Born in New York to immigrant parents, Gell-Mann wanted to study archaeology or natural history; he also enjoyed linguistics (he spoke several languages) and ornithology. But, to please his father, he studied physics instead, even though physics was “the only course in which I did badly in high school, and hated it.” He earned his bachelor’s degree in physics from Yale in 1948, and his PhD in physics from Massachusetts Institute of Technology in 1951. After moving up from job to job after school, in 1955 he was hired by the California Institute of Technology, where he stayed until his 1993 retirement. Meanwhile, in 1958, Gell-Mann was working with Caltech theoretical physicist Dr. Richard Feynman. The problem of the day: “atom smashers” (particle accelerators) were breaking apart atoms into smaller and smaller particles. And that’s before you add in the particles that were streaming in from space via “cosmic rays” — muons, protons, antiprotons, alpha particles, pions, electrons, positrons, and neutrons.
Gell-Mann brought order to the chaos, first with the cosmic ray particles. Classifying these particles led him to propose that a quantum property called strangeness would be conserved by the strong and the electromagnetic interactions, but not by the weak interactions. That led to Gell-Mann’s “eightfold way” (an allusion to the Buddhist Eightfold Path to enlightenment) — an organizational scheme for hadrons. Hadrons make up most of the mass of matter; the proton and the neutron are the two main hadrons. But what are hadrons made of? In 1964, Gell-Mann postulated the existence of quarks; he coined the name for this fundamental constituent of matter. Then he came up with an organizational structure for them, too: it’s not just that there are quarks, but there are six “flavors” of quarks — and six types of leptons, and more bosons than you can shake an electron at. Quarks can’t be seen individually, or be dislodged from the larger particles they are built into. But later experiments confirmed the existence of quarks, and these objects now form the basis for our physical understanding of the universe. “Murray Gell-Mann was a seminal figure in the history of physics,” says Caltech president Thomas Rosenbaum, a professor of physics himself. “Murray helped define the approaches of generations of scientists.” Gell-Mann also studied the issues of complexity in biology, ecology, sociology, and computer science, and co-founded the Santa Fe Institute in New Mexico in 1984 to study such complex systems; he wrote The Quark and the Jaguar (1994) to present his ideas on simplicity and complexity to a general readership.

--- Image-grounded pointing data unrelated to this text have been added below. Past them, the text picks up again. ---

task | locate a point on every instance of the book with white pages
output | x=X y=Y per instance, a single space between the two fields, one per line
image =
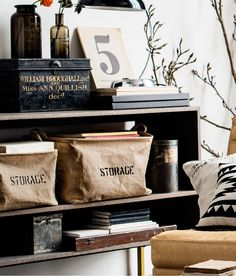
x=135 y=90
x=124 y=227
x=26 y=146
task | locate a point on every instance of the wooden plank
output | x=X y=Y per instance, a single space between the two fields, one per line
x=89 y=243
x=90 y=113
x=65 y=207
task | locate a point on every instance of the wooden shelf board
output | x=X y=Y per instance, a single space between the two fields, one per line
x=89 y=113
x=65 y=207
x=24 y=259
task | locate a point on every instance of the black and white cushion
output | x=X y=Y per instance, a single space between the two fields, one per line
x=214 y=180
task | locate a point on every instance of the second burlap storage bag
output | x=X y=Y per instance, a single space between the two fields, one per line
x=27 y=180
x=99 y=169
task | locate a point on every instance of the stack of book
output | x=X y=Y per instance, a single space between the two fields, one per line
x=211 y=267
x=113 y=229
x=21 y=147
x=122 y=221
x=138 y=97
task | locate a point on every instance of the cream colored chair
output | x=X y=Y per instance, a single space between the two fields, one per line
x=172 y=250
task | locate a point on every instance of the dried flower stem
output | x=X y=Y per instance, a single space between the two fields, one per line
x=217 y=5
x=209 y=80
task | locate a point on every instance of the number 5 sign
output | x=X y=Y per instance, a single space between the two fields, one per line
x=104 y=47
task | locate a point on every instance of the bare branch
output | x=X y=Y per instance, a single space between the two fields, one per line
x=208 y=149
x=209 y=80
x=204 y=118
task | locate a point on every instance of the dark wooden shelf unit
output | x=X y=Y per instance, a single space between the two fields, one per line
x=178 y=208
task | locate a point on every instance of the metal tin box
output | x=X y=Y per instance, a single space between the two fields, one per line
x=30 y=234
x=44 y=84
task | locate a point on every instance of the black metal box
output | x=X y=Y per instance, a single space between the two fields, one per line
x=44 y=84
x=30 y=234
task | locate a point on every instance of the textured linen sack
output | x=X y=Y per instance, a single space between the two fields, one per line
x=99 y=169
x=232 y=138
x=27 y=180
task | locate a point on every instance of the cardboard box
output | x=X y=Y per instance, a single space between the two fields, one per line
x=44 y=84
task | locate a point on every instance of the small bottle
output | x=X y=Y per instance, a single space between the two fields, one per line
x=163 y=167
x=59 y=37
x=26 y=33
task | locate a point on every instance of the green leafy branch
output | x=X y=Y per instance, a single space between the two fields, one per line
x=154 y=47
x=180 y=61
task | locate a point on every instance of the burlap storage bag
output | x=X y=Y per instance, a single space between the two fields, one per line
x=99 y=169
x=232 y=138
x=27 y=180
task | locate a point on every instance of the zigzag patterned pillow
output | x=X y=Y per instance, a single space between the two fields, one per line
x=214 y=180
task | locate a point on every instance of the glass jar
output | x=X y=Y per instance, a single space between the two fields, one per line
x=163 y=166
x=59 y=37
x=26 y=33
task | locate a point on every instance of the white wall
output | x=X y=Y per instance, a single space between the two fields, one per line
x=194 y=21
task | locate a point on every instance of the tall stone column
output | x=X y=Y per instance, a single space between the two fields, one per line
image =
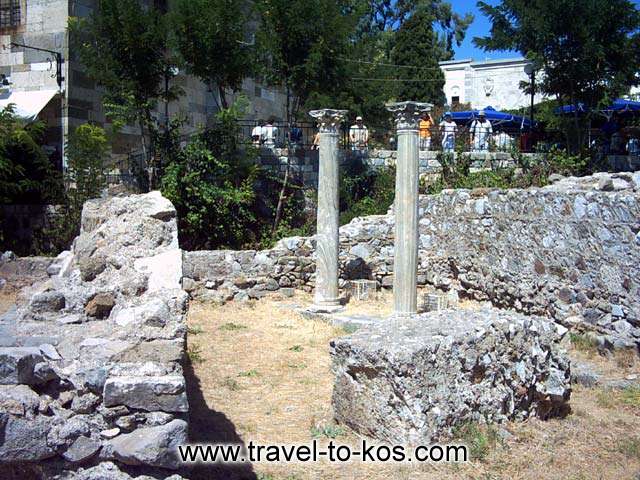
x=326 y=294
x=405 y=265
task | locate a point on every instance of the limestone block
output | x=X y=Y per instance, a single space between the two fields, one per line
x=152 y=393
x=413 y=380
x=155 y=446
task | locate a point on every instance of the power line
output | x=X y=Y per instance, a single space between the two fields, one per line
x=396 y=79
x=382 y=64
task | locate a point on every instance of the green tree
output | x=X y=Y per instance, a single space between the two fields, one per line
x=392 y=42
x=87 y=152
x=124 y=46
x=27 y=176
x=211 y=36
x=588 y=49
x=301 y=43
x=416 y=44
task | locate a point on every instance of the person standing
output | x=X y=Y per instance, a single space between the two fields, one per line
x=295 y=136
x=270 y=133
x=448 y=129
x=256 y=133
x=481 y=131
x=425 y=126
x=359 y=136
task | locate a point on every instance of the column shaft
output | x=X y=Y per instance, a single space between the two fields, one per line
x=405 y=267
x=326 y=293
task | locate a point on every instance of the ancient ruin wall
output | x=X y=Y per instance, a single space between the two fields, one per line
x=570 y=251
x=91 y=363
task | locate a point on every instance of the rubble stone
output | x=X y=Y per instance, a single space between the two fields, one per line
x=413 y=380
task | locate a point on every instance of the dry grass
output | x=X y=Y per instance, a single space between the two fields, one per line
x=268 y=379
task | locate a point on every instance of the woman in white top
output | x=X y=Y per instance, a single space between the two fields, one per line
x=448 y=128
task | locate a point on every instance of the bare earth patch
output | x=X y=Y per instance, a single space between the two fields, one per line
x=261 y=372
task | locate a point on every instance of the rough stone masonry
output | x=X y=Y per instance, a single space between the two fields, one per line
x=91 y=381
x=413 y=380
x=569 y=251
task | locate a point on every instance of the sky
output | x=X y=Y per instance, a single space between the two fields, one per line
x=478 y=28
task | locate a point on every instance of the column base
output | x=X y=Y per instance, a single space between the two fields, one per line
x=325 y=308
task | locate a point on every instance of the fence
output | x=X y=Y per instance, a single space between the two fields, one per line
x=383 y=137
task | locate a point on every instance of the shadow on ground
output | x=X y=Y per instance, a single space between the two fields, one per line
x=209 y=427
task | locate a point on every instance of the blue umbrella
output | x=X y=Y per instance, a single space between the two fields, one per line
x=494 y=116
x=623 y=106
x=619 y=106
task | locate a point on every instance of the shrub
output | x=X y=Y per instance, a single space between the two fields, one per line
x=223 y=198
x=87 y=152
x=27 y=176
x=365 y=191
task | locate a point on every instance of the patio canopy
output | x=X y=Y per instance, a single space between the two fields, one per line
x=27 y=104
x=495 y=117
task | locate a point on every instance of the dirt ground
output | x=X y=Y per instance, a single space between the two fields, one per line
x=259 y=371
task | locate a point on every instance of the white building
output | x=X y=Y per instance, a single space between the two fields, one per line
x=494 y=83
x=42 y=24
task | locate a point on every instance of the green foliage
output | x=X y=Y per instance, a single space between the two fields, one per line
x=27 y=176
x=87 y=152
x=583 y=343
x=480 y=439
x=211 y=37
x=231 y=327
x=590 y=61
x=631 y=396
x=223 y=198
x=211 y=183
x=194 y=352
x=327 y=431
x=391 y=43
x=300 y=42
x=364 y=191
x=630 y=447
x=416 y=43
x=125 y=48
x=456 y=172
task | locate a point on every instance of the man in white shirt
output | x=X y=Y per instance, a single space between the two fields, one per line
x=270 y=133
x=359 y=136
x=503 y=141
x=256 y=133
x=448 y=129
x=481 y=131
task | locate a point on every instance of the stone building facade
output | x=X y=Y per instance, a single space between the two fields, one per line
x=43 y=24
x=494 y=83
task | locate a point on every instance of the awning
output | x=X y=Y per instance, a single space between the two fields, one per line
x=28 y=104
x=496 y=118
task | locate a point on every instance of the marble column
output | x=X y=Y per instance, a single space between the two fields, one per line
x=326 y=298
x=405 y=265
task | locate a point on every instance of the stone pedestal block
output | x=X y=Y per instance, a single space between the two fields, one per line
x=412 y=380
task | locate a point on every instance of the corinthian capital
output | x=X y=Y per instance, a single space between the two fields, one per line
x=407 y=114
x=329 y=119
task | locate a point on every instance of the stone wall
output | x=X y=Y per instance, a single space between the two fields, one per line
x=570 y=251
x=19 y=272
x=91 y=361
x=23 y=226
x=303 y=163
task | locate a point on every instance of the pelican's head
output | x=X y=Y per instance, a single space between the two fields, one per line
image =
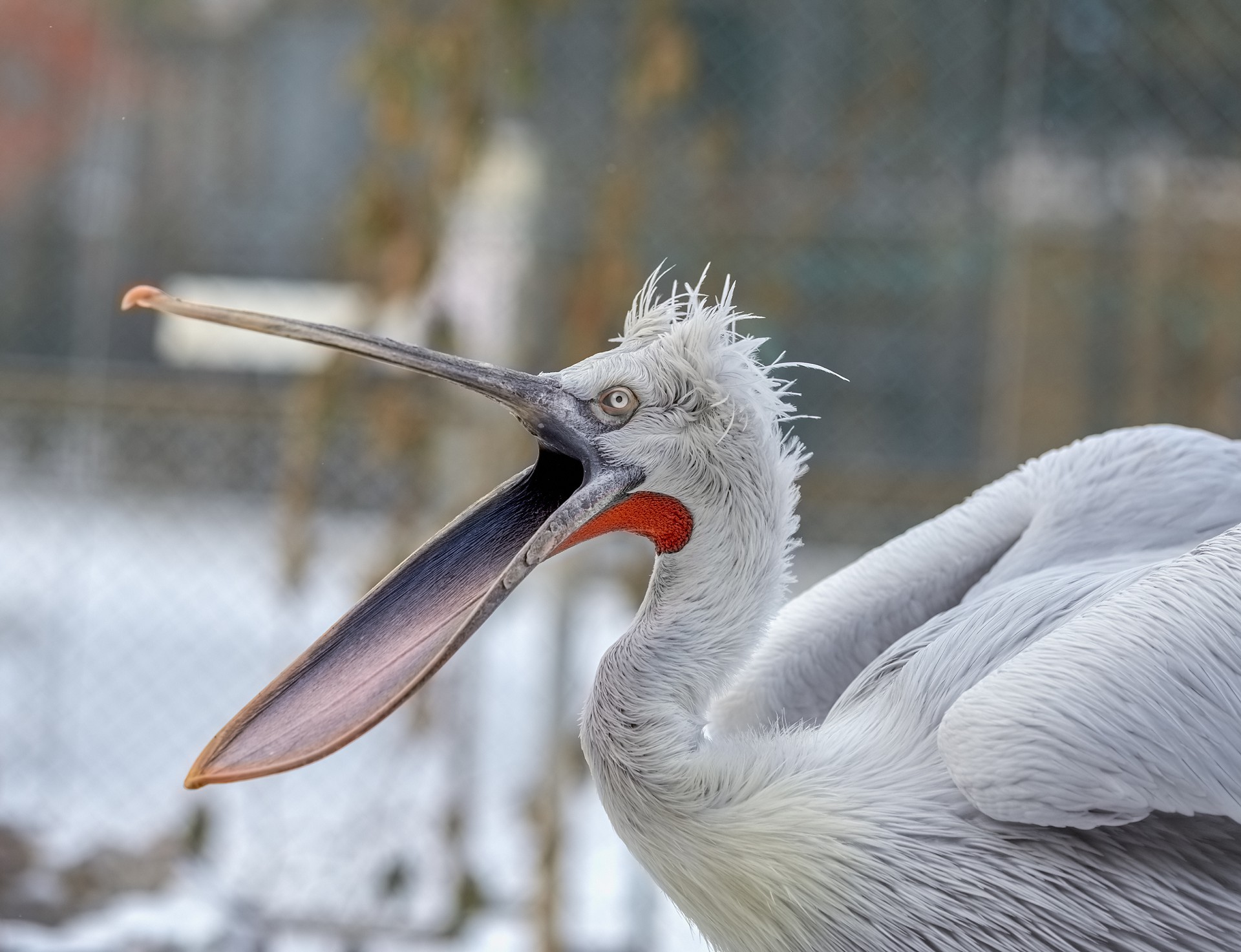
x=673 y=431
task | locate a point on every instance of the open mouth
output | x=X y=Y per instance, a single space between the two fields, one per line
x=406 y=627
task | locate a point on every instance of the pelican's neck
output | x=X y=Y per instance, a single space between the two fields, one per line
x=704 y=611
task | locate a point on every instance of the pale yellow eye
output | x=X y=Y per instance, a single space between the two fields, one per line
x=617 y=401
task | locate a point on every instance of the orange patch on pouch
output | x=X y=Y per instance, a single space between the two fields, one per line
x=664 y=520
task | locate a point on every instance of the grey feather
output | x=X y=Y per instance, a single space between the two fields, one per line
x=1014 y=728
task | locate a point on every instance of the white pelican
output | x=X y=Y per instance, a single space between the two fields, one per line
x=1017 y=726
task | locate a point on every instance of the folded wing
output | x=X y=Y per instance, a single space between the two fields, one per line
x=1133 y=706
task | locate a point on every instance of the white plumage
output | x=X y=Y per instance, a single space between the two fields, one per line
x=1001 y=730
x=1014 y=728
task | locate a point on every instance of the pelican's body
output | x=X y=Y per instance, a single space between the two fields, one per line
x=1014 y=728
x=847 y=830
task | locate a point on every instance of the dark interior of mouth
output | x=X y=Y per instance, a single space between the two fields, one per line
x=395 y=639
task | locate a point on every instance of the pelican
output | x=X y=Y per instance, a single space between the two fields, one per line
x=1015 y=726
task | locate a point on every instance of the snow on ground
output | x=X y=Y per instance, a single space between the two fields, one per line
x=133 y=627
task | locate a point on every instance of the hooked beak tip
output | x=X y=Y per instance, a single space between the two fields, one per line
x=140 y=296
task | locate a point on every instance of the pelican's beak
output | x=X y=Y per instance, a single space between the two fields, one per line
x=407 y=626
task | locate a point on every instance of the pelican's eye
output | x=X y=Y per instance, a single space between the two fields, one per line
x=617 y=403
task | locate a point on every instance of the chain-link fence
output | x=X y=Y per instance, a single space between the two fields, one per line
x=1009 y=224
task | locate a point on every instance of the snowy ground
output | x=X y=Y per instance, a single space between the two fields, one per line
x=132 y=628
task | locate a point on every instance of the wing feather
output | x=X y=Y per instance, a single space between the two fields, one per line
x=1132 y=706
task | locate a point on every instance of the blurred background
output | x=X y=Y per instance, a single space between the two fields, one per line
x=1008 y=222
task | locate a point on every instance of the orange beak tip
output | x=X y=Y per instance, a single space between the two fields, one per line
x=140 y=296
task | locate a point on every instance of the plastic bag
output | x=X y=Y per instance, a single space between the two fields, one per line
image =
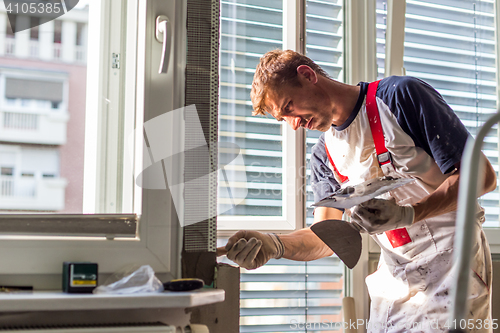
x=140 y=280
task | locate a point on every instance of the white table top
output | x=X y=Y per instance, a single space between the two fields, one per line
x=54 y=300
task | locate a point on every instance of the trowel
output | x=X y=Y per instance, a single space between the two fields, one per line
x=351 y=196
x=343 y=237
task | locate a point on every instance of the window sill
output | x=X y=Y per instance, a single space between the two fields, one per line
x=59 y=301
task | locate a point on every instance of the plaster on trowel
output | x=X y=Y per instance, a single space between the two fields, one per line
x=343 y=237
x=351 y=196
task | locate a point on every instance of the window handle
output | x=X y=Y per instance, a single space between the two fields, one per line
x=164 y=36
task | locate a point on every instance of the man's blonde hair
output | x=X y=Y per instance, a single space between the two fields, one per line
x=276 y=69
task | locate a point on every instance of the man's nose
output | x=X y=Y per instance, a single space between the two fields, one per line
x=294 y=122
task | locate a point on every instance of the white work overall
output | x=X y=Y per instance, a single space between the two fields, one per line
x=410 y=291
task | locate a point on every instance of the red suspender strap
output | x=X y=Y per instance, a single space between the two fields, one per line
x=383 y=156
x=397 y=237
x=342 y=178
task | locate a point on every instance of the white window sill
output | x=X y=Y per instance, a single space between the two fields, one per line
x=59 y=301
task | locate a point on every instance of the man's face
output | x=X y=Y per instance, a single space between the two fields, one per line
x=305 y=106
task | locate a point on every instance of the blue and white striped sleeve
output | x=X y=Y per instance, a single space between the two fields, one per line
x=323 y=182
x=426 y=117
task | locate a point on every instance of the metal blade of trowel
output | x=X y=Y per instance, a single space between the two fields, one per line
x=342 y=237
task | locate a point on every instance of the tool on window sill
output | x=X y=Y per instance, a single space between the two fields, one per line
x=79 y=277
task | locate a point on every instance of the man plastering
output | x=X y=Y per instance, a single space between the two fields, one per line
x=420 y=138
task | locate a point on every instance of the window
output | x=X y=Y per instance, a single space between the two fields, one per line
x=70 y=131
x=283 y=295
x=451 y=45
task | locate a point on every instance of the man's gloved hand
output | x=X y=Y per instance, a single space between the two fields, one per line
x=378 y=215
x=252 y=249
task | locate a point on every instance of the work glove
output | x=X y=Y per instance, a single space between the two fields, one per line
x=252 y=249
x=378 y=215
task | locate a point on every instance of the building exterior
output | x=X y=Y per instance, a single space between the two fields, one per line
x=42 y=113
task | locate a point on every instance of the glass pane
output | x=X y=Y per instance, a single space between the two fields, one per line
x=325 y=45
x=451 y=45
x=249 y=28
x=43 y=81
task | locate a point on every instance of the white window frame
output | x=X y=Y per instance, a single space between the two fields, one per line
x=38 y=259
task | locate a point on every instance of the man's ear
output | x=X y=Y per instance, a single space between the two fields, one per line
x=308 y=73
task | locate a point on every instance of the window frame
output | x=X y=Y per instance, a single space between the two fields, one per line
x=294 y=151
x=38 y=259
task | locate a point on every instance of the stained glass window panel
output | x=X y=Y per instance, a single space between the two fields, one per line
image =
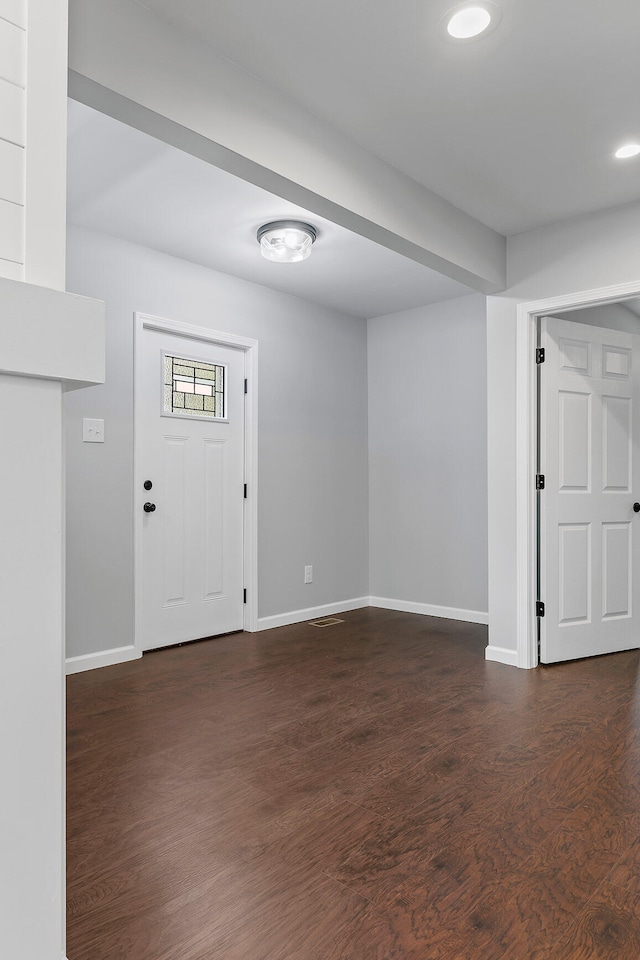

Gell-Mann bringing order to particle physics led to him being awarded the Nobel Prize in Physics in 1969. “Our work is a delightful game,” he said at the Nobel ceremonies. “I am frequently astonished that it so often results in correct predictions of experimental results.” Despite “hating” physics as a teen, “after a while I got to like it. And I found that my father was right, in fact, uncharacteristically, he was quite right. Quantum mechanics and relativity were marvelous.” Dr. Gell-Mann died at his New Mexico home on May 24. He was 89.